The open-ended barn offers them welcome cover in winter storms and raw spring rains. Its shelter is rarely needed this time of year, but that doesn't mean it stands empty all summer.
Our elder cows, retaining a herd memory of their and our dairy years, still lead the last of their offspring into its cool darkness most early mornings for a couple hours of cud-chewing relaxation.
If we no longer usher them into the milking parlor for the soapy massage and scoop of grain they used to enjoy as they let their milk down, they remain open to possibilities.
Ben and Jim put in an appearance as well, though hames and harnesses have been taken from their pegs and passed on to younger teams. Retirement hasn't quelled our animals' deep-seated barn-centered habits.
And so the structure, while not the vibrant hub of activity it once was when the milk truck came and went, still needs a good cleaning up now and then. I mentioned this to my teenage son at an opportune time when his billfold was thin and his gas gauge was sliding toward empty.
Six or seven spreader loads later, Tim's wallet and his car's tank were replenished. Our newly cut hayfield was nicely covered with what makes the grass grow, and the barn floor was bare again.
I'd cleansed my mind, to boot - something I've always been able to do working in the barn among the animals.
The cows and horses shuffled in and out, nosing and nudging us, inspecting the spreader with the languor of creatures with a wide-open schedule.
Their dark, placid eyes, warm breath, and close, rainy scent stripped away the years since I last slid back the wooden door and called the assembled, three at a time, into their stanchions.
The swallows, flitting from rafters to barnyard with their newly launched flight-giddy young, might be the very birds who looked down from their nests among the beams on that bustling herd of 30.
The rhythm of the pump and the warmth of a full udder at my fingertips rushed back to mind as I maneuvered my pitchfork around the stolid and familiar bulk of Jenny, Madge, and Bernadette, three grand dames of the dairy we have never parted with. Nellie is a lovely young cow with curving horns who threw her first calf after we'd stopped milking and so raised it without our interference. Being bovine,
Nellie comes to the barn with the others, even if she wonders why in the world they find the place so compelling.
As we filled the spreader for the final time, Tim quickened his pace, pitchfork churning as release beckoned.

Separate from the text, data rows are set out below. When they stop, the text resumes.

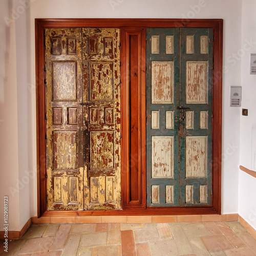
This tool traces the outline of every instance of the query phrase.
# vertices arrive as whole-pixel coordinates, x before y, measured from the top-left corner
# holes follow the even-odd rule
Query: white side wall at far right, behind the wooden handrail
[[[242,58],[242,108],[248,109],[248,116],[241,118],[240,164],[256,170],[256,76],[249,74],[250,53],[256,53],[256,2],[243,0],[242,6],[242,46],[251,41],[251,47],[244,49]],[[239,174],[239,215],[256,229],[256,179],[240,171]]]

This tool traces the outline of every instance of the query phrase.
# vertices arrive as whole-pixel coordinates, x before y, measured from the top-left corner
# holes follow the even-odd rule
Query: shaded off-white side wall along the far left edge
[[[19,230],[18,113],[15,23],[7,26],[12,2],[1,4],[0,19],[0,225],[4,227],[4,196],[8,196],[9,230]],[[28,153],[27,153],[28,154]],[[12,189],[10,191],[10,188]]]

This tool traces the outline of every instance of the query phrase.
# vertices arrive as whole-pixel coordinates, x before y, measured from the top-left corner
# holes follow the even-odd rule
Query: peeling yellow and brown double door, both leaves
[[[119,30],[46,30],[47,209],[120,208]]]

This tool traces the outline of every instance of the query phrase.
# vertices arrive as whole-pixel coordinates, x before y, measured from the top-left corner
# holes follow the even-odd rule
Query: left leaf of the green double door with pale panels
[[[179,29],[146,31],[147,206],[179,205]]]

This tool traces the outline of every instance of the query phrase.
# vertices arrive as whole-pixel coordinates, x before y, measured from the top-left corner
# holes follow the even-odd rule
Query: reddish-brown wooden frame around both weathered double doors
[[[122,210],[84,210],[84,211],[47,211],[46,205],[46,118],[45,118],[45,49],[44,31],[46,28],[82,28],[101,27],[119,28],[121,31],[121,195]],[[146,208],[146,159],[145,159],[145,36],[146,28],[212,28],[214,33],[214,70],[212,74],[212,205],[190,207],[149,207]],[[133,52],[127,49],[130,34],[138,34],[138,60],[140,88],[138,102],[141,118],[139,118],[140,157],[138,159],[138,202],[130,200],[129,175],[129,58]],[[142,38],[142,39],[141,39]],[[125,49],[126,48],[126,49]],[[35,19],[35,59],[36,59],[36,133],[37,133],[37,212],[40,216],[103,216],[103,215],[201,215],[221,214],[221,147],[222,147],[222,58],[223,58],[223,19],[106,19],[106,18],[74,18],[74,19]],[[132,79],[133,80],[133,79]],[[136,80],[138,83],[138,80]],[[144,113],[144,114],[143,114]],[[136,192],[136,193],[137,193]],[[130,200],[130,201],[129,201]]]

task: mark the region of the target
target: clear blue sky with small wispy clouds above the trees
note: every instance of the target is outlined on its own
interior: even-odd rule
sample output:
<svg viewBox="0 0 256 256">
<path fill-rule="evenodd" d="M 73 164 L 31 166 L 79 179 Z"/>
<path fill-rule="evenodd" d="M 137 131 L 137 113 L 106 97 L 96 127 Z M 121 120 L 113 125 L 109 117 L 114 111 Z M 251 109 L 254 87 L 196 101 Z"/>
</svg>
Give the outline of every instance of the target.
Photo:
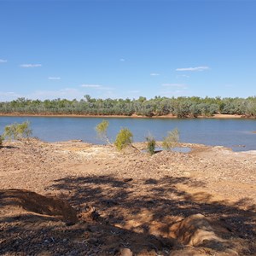
<svg viewBox="0 0 256 256">
<path fill-rule="evenodd" d="M 256 1 L 0 0 L 0 101 L 256 95 Z"/>
</svg>

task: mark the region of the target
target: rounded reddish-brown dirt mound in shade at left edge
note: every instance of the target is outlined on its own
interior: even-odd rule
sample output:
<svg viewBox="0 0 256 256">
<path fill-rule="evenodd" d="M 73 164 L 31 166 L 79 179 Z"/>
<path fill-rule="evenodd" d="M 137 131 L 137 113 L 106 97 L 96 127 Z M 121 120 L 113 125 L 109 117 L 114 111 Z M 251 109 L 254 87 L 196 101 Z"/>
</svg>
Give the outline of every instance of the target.
<svg viewBox="0 0 256 256">
<path fill-rule="evenodd" d="M 38 195 L 24 189 L 0 190 L 0 205 L 1 207 L 22 207 L 28 212 L 55 216 L 68 224 L 78 222 L 76 211 L 67 201 Z"/>
</svg>

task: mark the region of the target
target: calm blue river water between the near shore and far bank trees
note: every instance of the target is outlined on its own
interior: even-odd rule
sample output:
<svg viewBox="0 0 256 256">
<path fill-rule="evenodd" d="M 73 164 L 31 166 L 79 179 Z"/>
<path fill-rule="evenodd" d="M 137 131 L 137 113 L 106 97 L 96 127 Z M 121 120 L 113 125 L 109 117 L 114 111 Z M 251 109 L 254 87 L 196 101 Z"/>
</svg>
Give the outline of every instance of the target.
<svg viewBox="0 0 256 256">
<path fill-rule="evenodd" d="M 0 133 L 5 125 L 26 120 L 31 122 L 33 137 L 47 142 L 83 140 L 103 143 L 96 137 L 95 127 L 108 119 L 108 137 L 114 140 L 122 127 L 133 133 L 135 142 L 145 141 L 150 133 L 162 140 L 167 131 L 177 128 L 183 143 L 220 145 L 234 151 L 256 150 L 256 119 L 132 119 L 132 118 L 73 118 L 73 117 L 0 117 Z"/>
</svg>

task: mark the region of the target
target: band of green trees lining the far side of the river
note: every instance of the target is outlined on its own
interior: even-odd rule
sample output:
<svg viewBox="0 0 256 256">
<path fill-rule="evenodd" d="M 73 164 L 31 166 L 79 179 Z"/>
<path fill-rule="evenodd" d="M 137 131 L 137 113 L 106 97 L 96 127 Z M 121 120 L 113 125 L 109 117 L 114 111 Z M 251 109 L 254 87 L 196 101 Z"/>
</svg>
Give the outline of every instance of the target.
<svg viewBox="0 0 256 256">
<path fill-rule="evenodd" d="M 215 113 L 239 114 L 256 117 L 256 96 L 247 98 L 221 97 L 161 97 L 147 99 L 95 99 L 85 95 L 81 100 L 29 100 L 18 98 L 11 102 L 0 102 L 0 113 L 26 114 L 87 114 L 163 116 L 172 114 L 178 118 L 212 116 Z"/>
</svg>

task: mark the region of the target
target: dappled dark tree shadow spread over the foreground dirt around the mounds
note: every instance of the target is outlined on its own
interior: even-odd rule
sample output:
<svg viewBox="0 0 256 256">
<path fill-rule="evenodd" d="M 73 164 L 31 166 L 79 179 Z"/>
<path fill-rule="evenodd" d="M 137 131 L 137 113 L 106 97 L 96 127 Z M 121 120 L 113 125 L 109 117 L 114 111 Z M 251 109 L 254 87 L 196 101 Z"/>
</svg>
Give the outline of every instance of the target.
<svg viewBox="0 0 256 256">
<path fill-rule="evenodd" d="M 28 213 L 1 218 L 0 252 L 115 255 L 127 247 L 136 255 L 169 255 L 174 248 L 184 246 L 173 227 L 183 218 L 201 213 L 212 227 L 218 227 L 216 234 L 225 246 L 208 242 L 197 247 L 197 253 L 229 255 L 227 248 L 239 255 L 256 253 L 255 206 L 244 207 L 246 198 L 236 204 L 212 201 L 207 193 L 193 195 L 178 189 L 180 184 L 204 186 L 189 177 L 135 180 L 91 176 L 55 180 L 48 189 L 58 191 L 58 196 L 77 210 L 79 223 L 68 226 L 59 218 Z M 4 206 L 3 196 L 1 204 Z"/>
</svg>

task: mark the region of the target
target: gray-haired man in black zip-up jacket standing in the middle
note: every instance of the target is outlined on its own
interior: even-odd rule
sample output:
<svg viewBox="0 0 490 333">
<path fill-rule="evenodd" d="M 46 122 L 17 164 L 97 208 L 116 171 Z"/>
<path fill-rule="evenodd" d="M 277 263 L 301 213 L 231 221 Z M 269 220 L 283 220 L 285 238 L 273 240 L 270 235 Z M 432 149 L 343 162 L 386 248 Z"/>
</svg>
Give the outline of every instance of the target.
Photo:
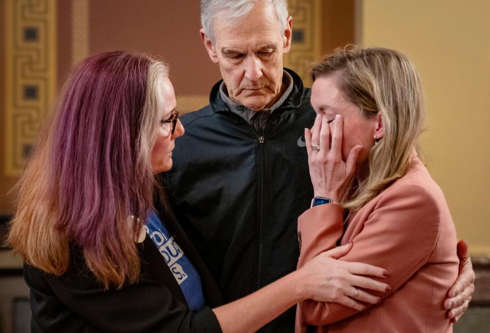
<svg viewBox="0 0 490 333">
<path fill-rule="evenodd" d="M 208 106 L 181 117 L 186 134 L 166 176 L 183 228 L 233 301 L 296 269 L 297 218 L 313 197 L 301 138 L 315 112 L 310 90 L 283 68 L 292 29 L 285 0 L 203 0 L 201 17 L 223 80 Z M 474 288 L 465 257 L 446 302 L 453 317 Z M 290 309 L 262 331 L 292 332 L 294 323 Z"/>
</svg>

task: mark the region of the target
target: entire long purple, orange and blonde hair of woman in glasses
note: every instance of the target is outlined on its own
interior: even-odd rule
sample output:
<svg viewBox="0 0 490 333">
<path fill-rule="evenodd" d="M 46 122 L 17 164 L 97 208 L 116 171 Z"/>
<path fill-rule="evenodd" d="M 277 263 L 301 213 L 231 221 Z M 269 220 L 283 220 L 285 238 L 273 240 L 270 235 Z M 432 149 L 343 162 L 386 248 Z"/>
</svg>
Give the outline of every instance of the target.
<svg viewBox="0 0 490 333">
<path fill-rule="evenodd" d="M 15 188 L 8 244 L 27 264 L 59 276 L 76 247 L 106 289 L 138 279 L 136 238 L 156 190 L 156 96 L 167 76 L 162 62 L 119 51 L 75 68 Z"/>
</svg>

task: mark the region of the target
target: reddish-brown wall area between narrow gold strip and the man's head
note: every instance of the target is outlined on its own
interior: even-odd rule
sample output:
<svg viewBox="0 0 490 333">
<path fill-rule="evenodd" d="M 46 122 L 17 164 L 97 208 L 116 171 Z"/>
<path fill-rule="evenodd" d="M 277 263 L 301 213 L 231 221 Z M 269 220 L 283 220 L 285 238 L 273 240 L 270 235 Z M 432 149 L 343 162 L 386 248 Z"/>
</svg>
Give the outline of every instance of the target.
<svg viewBox="0 0 490 333">
<path fill-rule="evenodd" d="M 197 0 L 90 0 L 90 47 L 161 56 L 170 65 L 177 95 L 204 95 L 220 78 L 199 35 Z M 108 19 L 110 17 L 110 19 Z"/>
</svg>

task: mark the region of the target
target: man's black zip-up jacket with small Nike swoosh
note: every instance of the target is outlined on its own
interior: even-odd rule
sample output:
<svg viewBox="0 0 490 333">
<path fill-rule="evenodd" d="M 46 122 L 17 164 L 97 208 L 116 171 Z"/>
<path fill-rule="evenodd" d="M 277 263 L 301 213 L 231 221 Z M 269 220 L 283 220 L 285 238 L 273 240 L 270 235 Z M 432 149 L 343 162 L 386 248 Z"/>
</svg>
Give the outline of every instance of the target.
<svg viewBox="0 0 490 333">
<path fill-rule="evenodd" d="M 297 218 L 313 195 L 304 129 L 313 124 L 310 89 L 299 76 L 271 114 L 254 129 L 211 90 L 210 105 L 182 116 L 174 166 L 166 173 L 185 232 L 227 302 L 296 269 Z M 293 332 L 295 309 L 261 331 Z"/>
</svg>

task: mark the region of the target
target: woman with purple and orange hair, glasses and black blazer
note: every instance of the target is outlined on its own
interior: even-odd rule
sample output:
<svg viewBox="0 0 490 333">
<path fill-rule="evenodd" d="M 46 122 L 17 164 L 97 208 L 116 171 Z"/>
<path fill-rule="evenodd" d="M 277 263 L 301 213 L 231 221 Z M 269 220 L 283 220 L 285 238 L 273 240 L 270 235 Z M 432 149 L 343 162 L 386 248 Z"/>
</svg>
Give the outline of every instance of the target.
<svg viewBox="0 0 490 333">
<path fill-rule="evenodd" d="M 334 260 L 348 245 L 222 305 L 155 178 L 184 134 L 178 114 L 168 68 L 150 57 L 104 53 L 72 72 L 17 185 L 8 239 L 25 262 L 32 331 L 255 331 L 299 301 L 334 301 L 351 288 L 329 280 L 339 270 L 386 290 L 354 275 L 383 269 Z"/>
</svg>

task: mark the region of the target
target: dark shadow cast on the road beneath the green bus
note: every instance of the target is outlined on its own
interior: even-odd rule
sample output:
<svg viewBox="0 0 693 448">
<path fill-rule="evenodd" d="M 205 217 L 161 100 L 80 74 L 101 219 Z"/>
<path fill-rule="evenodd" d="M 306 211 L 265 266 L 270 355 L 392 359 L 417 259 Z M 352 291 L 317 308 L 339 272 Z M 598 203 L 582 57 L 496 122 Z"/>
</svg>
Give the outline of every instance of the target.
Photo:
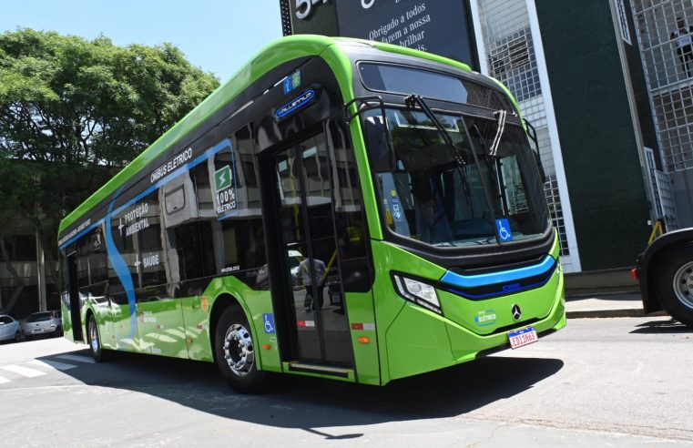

The barn has never been the charmed place to him it has been to me, perhaps because like Nellie he comes to it from a perspective not wholly his own.
I, like the elder cows and draft horses, still seek some rhythmic contact with the place in which I've invested so much. And so I spend a little time there each morning even when there is no hay to spread, and nothing to do but bask in its earthy, somber, and quieting embrace. When there's reason to spend a few solid hours working off my cares there, so much the better.
A full tank of gas, a field freshly fertilized, a settled mind, and a satisfied soul - it was all in the barn for the taking. And it will be again after a few more months of mornings.
So long as the cows keep coming home.